Die Übernahme der Sozialbeiträge durch die BA könne dafür ein Anreiz sein. In die Weiterbildung einmischen wolle sich die Agentur indes nicht.

"Was für eine Qualifizierung die Kurzarbeitenden wann und wo machen sollen, das müssen die Sozialpartner und die Arbeitgeber selbst entscheiden", betonte Scheele.

Unternehmen brauchen Planungssicherheit

Der BA-Chef begrüßt auch eine mögliche Verlängerung der Bezugszeit für Kurzarbeitergeld auf 24 Monate. Denn die Unternehmen bräuchten Planungssicherheit:

Wir werden nicht am Jahresende mit der Corona-Krise und deren Auswirkungen am Arbeitsmarkt durch sein.
Detlef Scheele

Beim Koalitionsausschuss am 25. August wollen die Spitzen der großen Koalition voraussichtlich auch über eine Verlängerung der Höchstbezugsdauer des Kurzarbeitergeldes beraten - von zwölf auf 24 Monate.

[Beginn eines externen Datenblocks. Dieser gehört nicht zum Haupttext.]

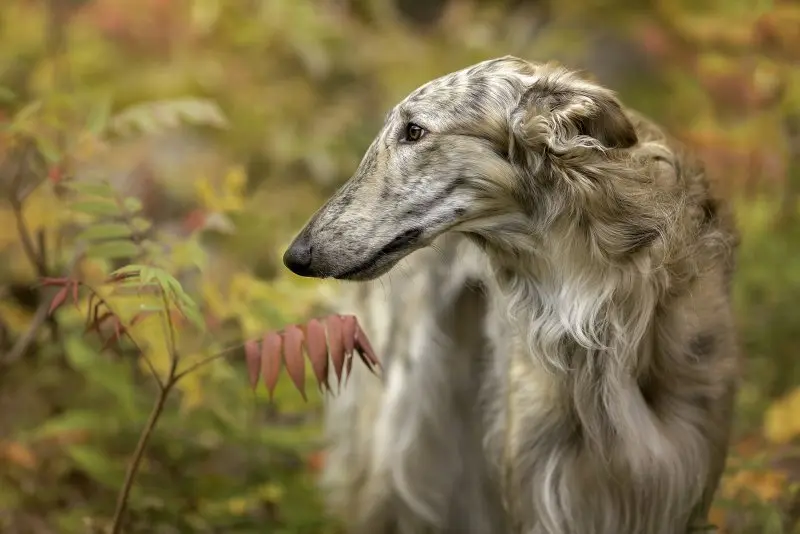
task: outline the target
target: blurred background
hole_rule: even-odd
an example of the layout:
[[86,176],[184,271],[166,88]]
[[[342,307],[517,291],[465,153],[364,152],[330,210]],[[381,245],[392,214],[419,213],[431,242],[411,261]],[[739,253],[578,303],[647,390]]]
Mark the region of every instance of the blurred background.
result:
[[[288,273],[283,247],[400,98],[505,54],[586,69],[723,184],[747,363],[711,519],[800,532],[796,0],[2,0],[0,532],[102,532],[157,396],[133,347],[84,335],[83,293],[47,318],[37,279],[155,257],[202,312],[201,356],[319,315],[336,286]],[[147,237],[76,265],[76,224],[119,230],[75,208],[65,184],[91,180]],[[308,402],[285,376],[272,403],[253,394],[242,351],[182,380],[126,532],[340,532],[315,489],[307,375]]]

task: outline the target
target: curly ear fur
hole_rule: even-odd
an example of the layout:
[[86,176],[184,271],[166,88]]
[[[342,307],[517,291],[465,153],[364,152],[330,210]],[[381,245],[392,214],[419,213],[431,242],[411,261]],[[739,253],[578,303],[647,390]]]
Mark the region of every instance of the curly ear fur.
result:
[[555,154],[584,147],[630,148],[636,129],[614,93],[565,69],[536,79],[512,111],[511,146],[546,148]]

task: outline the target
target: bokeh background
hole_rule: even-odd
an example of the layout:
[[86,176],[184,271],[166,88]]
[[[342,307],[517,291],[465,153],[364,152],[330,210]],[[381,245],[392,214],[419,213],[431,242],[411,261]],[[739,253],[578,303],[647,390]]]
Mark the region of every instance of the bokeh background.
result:
[[[747,363],[712,521],[800,532],[796,0],[2,0],[0,532],[103,532],[157,394],[131,346],[84,335],[84,295],[44,318],[37,279],[133,261],[75,265],[66,184],[139,199],[148,254],[210,332],[193,354],[210,354],[327,309],[337,286],[288,273],[283,247],[398,99],[505,54],[586,69],[723,184]],[[158,333],[137,335],[162,365]],[[181,381],[126,532],[340,532],[314,485],[307,390],[284,376],[272,403],[253,393],[241,350]]]

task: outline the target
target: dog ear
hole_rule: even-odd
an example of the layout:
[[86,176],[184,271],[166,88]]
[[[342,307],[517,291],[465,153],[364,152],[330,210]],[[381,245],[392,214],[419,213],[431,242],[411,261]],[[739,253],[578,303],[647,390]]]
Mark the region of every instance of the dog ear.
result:
[[534,81],[509,119],[512,148],[547,147],[563,154],[577,147],[630,148],[638,142],[614,93],[567,71]]

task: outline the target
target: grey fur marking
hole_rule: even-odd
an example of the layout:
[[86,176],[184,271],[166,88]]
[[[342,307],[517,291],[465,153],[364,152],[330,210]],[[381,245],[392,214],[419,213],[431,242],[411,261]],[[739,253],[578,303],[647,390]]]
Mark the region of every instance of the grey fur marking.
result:
[[702,166],[611,91],[514,57],[433,80],[302,235],[312,276],[360,281],[339,310],[384,361],[326,406],[323,486],[350,532],[705,522],[737,234]]

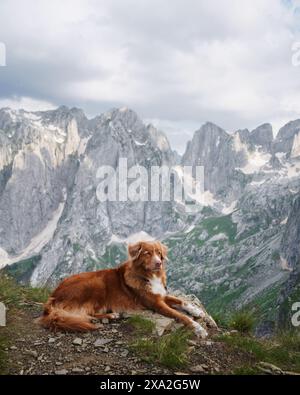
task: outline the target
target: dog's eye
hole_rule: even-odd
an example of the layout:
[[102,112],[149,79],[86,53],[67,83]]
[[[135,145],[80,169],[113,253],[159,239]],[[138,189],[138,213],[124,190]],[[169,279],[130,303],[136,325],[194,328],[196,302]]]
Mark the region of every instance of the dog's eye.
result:
[[149,255],[149,254],[150,254],[149,251],[145,251],[145,252],[144,252],[144,255]]

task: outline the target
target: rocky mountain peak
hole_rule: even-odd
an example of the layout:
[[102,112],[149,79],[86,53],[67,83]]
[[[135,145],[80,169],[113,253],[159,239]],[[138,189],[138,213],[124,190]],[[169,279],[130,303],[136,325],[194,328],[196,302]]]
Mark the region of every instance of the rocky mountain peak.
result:
[[[274,152],[284,152],[288,156],[300,156],[300,119],[284,125],[274,141]],[[299,140],[299,141],[298,141]]]
[[207,136],[207,138],[215,139],[218,137],[226,138],[228,137],[228,133],[222,129],[220,126],[216,125],[213,122],[206,122],[201,128],[195,133],[195,135],[202,137]]
[[273,128],[269,123],[264,123],[252,130],[250,141],[254,145],[260,145],[266,151],[270,151],[273,142]]
[[279,129],[279,132],[276,136],[276,140],[282,141],[282,140],[293,138],[295,133],[298,132],[299,130],[300,130],[300,119],[296,119],[295,121],[290,121]]

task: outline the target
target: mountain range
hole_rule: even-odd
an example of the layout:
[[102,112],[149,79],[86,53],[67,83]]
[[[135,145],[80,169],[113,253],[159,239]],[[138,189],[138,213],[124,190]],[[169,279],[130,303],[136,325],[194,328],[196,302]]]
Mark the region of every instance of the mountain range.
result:
[[[204,167],[195,212],[185,202],[97,199],[97,170]],[[300,120],[227,133],[207,122],[182,156],[128,109],[88,119],[77,108],[0,110],[0,268],[33,286],[115,266],[126,244],[169,247],[174,288],[215,315],[251,308],[257,333],[289,325],[300,301]]]

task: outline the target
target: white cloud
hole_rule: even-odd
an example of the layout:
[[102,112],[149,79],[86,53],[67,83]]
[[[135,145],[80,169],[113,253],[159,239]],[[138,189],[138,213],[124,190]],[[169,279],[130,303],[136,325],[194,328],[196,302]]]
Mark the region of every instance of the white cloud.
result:
[[185,141],[190,125],[206,120],[231,131],[279,124],[300,115],[300,67],[291,61],[299,7],[298,0],[2,0],[0,99],[89,114],[128,105],[165,125],[177,149],[180,133]]
[[13,97],[10,99],[0,99],[0,108],[9,107],[14,110],[44,111],[53,110],[52,103],[43,100],[35,100],[30,97]]

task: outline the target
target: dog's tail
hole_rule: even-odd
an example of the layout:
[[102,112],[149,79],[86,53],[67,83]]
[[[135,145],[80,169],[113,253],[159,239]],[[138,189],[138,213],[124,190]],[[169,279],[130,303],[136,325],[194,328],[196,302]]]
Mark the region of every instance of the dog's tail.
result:
[[56,331],[58,329],[86,332],[97,329],[90,322],[91,317],[82,311],[69,311],[54,305],[55,298],[49,298],[44,305],[44,313],[36,322],[44,328]]

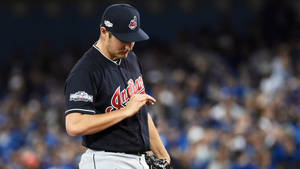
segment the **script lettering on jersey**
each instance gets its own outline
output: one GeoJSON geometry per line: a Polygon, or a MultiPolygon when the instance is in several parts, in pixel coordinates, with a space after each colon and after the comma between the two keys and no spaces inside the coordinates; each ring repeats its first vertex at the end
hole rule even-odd
{"type": "Polygon", "coordinates": [[[119,110],[122,107],[126,106],[129,99],[134,94],[146,93],[143,78],[141,76],[139,76],[135,81],[129,79],[127,84],[127,87],[122,91],[120,86],[115,90],[113,96],[111,97],[111,105],[105,109],[106,113],[113,110],[119,110]]]}

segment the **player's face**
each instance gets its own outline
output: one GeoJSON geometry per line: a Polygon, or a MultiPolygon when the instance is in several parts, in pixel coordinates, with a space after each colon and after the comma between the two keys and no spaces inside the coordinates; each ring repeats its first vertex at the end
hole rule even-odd
{"type": "Polygon", "coordinates": [[[128,56],[129,51],[133,49],[134,42],[123,42],[110,33],[107,38],[107,51],[113,59],[122,59],[128,56]]]}

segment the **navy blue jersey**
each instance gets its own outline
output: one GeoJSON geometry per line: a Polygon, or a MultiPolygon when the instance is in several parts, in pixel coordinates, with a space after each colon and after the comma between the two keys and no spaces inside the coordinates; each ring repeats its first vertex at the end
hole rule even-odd
{"type": "MultiPolygon", "coordinates": [[[[115,62],[94,45],[77,62],[66,80],[65,113],[109,113],[124,107],[136,93],[145,93],[137,56],[131,51],[127,58],[115,62]]],[[[146,108],[112,127],[83,136],[82,144],[93,150],[111,152],[150,150],[146,108]]]]}

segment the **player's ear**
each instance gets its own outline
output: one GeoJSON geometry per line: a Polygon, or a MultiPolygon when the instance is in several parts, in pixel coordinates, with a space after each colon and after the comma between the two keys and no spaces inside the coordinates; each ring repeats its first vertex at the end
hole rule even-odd
{"type": "Polygon", "coordinates": [[[100,26],[100,35],[101,36],[107,37],[108,33],[109,33],[109,31],[104,26],[100,26]]]}

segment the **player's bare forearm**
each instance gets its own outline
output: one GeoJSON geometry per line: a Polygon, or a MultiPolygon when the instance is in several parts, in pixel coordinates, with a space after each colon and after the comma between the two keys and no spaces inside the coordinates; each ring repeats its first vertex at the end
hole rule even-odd
{"type": "Polygon", "coordinates": [[[156,100],[147,94],[136,94],[130,98],[127,105],[120,109],[103,114],[71,113],[66,116],[66,130],[71,136],[83,136],[100,132],[125,118],[135,115],[148,102],[156,100]]]}
{"type": "Polygon", "coordinates": [[[151,151],[160,159],[166,159],[170,164],[171,159],[169,153],[167,152],[165,146],[163,145],[158,131],[153,123],[151,116],[148,114],[148,125],[149,125],[149,135],[150,135],[150,146],[151,151]]]}
{"type": "Polygon", "coordinates": [[[104,114],[71,113],[66,116],[66,130],[70,136],[83,136],[100,132],[127,118],[122,110],[104,114]]]}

DGB fordert weitere Verbesserungen

Im Gespräch ist, damit Qualifizierung der Beschäftigten zu verbinden. Der Deutsche Gewerkschaftsbund (DGB) drängt indes auf weitere Verbesserungen beim Kurzarbeitergeld.

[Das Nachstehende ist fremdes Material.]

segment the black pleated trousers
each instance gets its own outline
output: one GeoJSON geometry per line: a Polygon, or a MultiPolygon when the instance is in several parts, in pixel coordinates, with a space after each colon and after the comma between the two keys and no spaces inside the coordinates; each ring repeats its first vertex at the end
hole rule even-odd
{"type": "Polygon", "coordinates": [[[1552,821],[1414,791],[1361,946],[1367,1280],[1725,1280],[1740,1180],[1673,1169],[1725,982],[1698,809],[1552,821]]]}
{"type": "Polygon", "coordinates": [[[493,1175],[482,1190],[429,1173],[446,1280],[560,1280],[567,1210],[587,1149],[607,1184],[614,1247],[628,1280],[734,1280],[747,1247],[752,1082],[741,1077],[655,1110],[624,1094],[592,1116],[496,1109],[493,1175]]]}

DGB-Vorstand Anja Piel sagte der "Neuen Osnabrücker Zeitung": "Der Gesetzgeber muss hier nachlegen. Denn ein Ende der Corona-Krise ist nicht abzusehen".

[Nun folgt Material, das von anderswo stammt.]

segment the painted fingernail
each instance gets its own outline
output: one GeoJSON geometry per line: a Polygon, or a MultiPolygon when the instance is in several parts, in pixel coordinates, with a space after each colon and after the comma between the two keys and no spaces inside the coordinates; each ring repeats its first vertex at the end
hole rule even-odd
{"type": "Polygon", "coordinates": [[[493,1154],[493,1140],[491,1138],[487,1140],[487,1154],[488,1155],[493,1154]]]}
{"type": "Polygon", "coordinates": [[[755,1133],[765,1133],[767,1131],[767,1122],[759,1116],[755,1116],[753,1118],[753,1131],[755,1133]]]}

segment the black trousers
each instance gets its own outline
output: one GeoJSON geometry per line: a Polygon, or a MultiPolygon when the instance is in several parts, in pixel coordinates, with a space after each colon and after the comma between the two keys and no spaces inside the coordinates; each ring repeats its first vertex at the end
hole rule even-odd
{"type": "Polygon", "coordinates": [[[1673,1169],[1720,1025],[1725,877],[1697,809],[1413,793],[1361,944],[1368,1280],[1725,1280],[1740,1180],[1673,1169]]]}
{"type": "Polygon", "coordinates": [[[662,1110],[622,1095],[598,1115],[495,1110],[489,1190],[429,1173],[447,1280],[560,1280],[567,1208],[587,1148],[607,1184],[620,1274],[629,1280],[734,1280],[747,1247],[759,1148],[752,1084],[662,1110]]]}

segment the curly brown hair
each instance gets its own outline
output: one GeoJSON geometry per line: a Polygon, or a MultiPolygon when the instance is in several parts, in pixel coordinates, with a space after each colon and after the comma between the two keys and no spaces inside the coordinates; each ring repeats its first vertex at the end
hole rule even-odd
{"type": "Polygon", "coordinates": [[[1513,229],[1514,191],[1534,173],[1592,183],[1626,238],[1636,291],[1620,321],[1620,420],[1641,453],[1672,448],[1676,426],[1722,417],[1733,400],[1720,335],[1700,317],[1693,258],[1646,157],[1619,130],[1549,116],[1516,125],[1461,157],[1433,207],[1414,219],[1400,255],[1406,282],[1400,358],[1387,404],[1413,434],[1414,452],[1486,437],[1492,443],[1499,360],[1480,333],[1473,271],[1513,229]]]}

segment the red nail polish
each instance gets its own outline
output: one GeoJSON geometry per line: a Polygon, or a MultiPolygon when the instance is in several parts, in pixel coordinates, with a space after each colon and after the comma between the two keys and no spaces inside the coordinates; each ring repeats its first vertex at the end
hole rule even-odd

Gesetzliche Aufstockung verlängern

Es reiche nicht aus, die Bezugsdauer des Kurzarbeitergeldes zu verlängern. "Auch die gesetzliche Aufstockung ist weiterhin wichtig", meint Piel. Diese Regelung soll ihrer Ansicht nach bis Ende 2022 verlängert werden.

Die Bundesregierung hatte in der Corona-Krise beschlossen, das Kurzarbeitergeld aufzustocken und nicht mehr nur 60 Prozent des Netto-Ausfalls zu ersetzen, sondern bis zu 80 Prozent, für Eltern bis zu 87 Prozent.